Japan's Mitsubishi Heavy and Jtekt ally on machine tools

Both companies eye move into smart factories while China demand stays hot

Jtekt uses automated machines, such as this self-driving cart, at its own factories and seeks to become a bigger supplier of such smart devices.

TOKYO -- Mitsubishi Heavy Industries and Toyota Motor group member Jtekt are forging an alliance in machine tools to take advantage of unprecedented demand from China and develop new earnings sources.

Mitsubishi Heavy, its subsidiary Mitsubishi Heavy Industries Machine Tool and Jtekt reached a basic agreement on a partnership Friday that they aim to formalize at the end of July.

Nagoya-based Jtekt, which supplies autoparts as well as machine tools, may invest in MHI Machine Tool as part of the deal. Jtekt's machine tool segment took in 156.3 billion yen ($1.38 billion) in sales for the year ended in March, against MHI Machine Tool's nonconsolidated figure of 36.5 billion yen.

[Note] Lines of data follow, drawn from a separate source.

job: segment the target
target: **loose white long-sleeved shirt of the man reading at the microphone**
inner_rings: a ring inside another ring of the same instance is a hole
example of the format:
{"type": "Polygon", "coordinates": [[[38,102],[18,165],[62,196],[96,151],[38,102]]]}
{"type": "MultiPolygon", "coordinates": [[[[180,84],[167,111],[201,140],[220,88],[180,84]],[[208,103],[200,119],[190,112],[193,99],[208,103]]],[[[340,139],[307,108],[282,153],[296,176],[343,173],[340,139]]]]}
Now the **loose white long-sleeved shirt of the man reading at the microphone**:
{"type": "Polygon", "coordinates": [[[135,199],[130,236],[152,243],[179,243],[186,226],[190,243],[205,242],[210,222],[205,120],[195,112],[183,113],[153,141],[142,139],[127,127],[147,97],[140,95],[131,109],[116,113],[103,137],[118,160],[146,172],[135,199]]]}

Together, they would surpass Japanese industry peer Okuma's tally of 162.6 billion yen but remain well behind leader DMG Mori, which had 376.6 billion yen in sales for the year ended December 2016.

Jtekt's strengths include grinding machines that produce shafts and cranks for cars. The company also makes devices that can help manufacturers work more efficiently by networking production equipment -- part of the so-called internet of things. But it has been looking to branch out further because roughly 70% of orders come from the automotive industry, including Toyota.

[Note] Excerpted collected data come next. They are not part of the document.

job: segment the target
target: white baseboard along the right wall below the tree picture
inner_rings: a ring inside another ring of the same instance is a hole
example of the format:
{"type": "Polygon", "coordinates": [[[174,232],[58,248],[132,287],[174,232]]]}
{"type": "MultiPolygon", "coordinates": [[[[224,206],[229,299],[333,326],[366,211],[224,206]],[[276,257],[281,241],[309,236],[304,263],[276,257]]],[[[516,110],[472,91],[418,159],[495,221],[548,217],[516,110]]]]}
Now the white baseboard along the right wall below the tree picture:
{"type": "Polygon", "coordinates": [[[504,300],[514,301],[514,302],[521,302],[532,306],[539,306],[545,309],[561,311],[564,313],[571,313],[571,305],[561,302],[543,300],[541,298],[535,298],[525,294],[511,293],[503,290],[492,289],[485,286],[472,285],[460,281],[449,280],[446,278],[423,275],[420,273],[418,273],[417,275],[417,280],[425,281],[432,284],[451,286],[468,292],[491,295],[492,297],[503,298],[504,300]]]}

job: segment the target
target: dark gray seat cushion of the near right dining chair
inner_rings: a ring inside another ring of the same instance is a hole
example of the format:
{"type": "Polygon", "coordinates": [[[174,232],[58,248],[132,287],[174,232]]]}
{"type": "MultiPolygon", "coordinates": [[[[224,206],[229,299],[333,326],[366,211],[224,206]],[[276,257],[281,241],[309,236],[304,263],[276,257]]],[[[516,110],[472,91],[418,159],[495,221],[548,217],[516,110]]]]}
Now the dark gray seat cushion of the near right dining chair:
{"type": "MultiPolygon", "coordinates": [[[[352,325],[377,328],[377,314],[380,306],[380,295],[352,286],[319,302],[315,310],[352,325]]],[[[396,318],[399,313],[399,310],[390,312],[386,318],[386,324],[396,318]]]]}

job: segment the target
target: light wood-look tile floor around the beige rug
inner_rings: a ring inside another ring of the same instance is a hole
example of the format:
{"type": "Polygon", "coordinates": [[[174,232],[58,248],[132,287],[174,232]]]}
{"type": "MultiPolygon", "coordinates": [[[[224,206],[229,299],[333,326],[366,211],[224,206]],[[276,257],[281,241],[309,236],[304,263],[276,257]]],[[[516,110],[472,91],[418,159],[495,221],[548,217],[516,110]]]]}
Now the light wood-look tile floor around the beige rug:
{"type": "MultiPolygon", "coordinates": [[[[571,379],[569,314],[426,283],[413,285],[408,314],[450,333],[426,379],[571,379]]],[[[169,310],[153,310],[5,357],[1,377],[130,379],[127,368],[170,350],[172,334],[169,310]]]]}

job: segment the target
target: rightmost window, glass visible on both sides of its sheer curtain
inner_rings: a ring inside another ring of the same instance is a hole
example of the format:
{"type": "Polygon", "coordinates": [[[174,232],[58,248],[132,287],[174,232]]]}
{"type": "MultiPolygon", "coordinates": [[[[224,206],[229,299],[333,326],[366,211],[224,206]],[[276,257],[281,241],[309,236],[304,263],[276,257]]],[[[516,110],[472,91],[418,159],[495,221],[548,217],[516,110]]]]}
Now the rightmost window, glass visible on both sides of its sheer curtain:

MHI Machine Tool was spun off from Mitsubishi Heavy in 2015. Its mainstays are large machines for automobile and airplane production as well as gear cutting machines. The company focuses on niche fields but needs a complementary partner to enter new growth areas, Mitsubishi Heavy said.

A partnership could help the companies better market their machines, since their customer bases overlap. The partners also expect synergies in design and parts procurement, among other benefits.

The Japan Machine Tool Builders' Association says monthly orders topped 150 billion yen for the first time in November, and the yearly total likely will set a record for the first time in 10 years. China-bound orders have grown despite fears of a slowdown as investment in automation and other factory upgrades there expands beyond smartphone-related production.

But machine tool orders are easily swayed by economic conditions. "Now is the time to lay the foundation for new growth, while business is good," a Mitsubishi Heavy spokesperson said.

Tokyo-based Mitsubishi Heavy has spun off operations as shipbuilding, nuclear power, the Mitsubishi Regional Jet and other mainstay businesses struggle. A new company for the shipbuilding division will be formed in January, following in the footsteps of operations for thermal power generation machinery and passenger aircraft.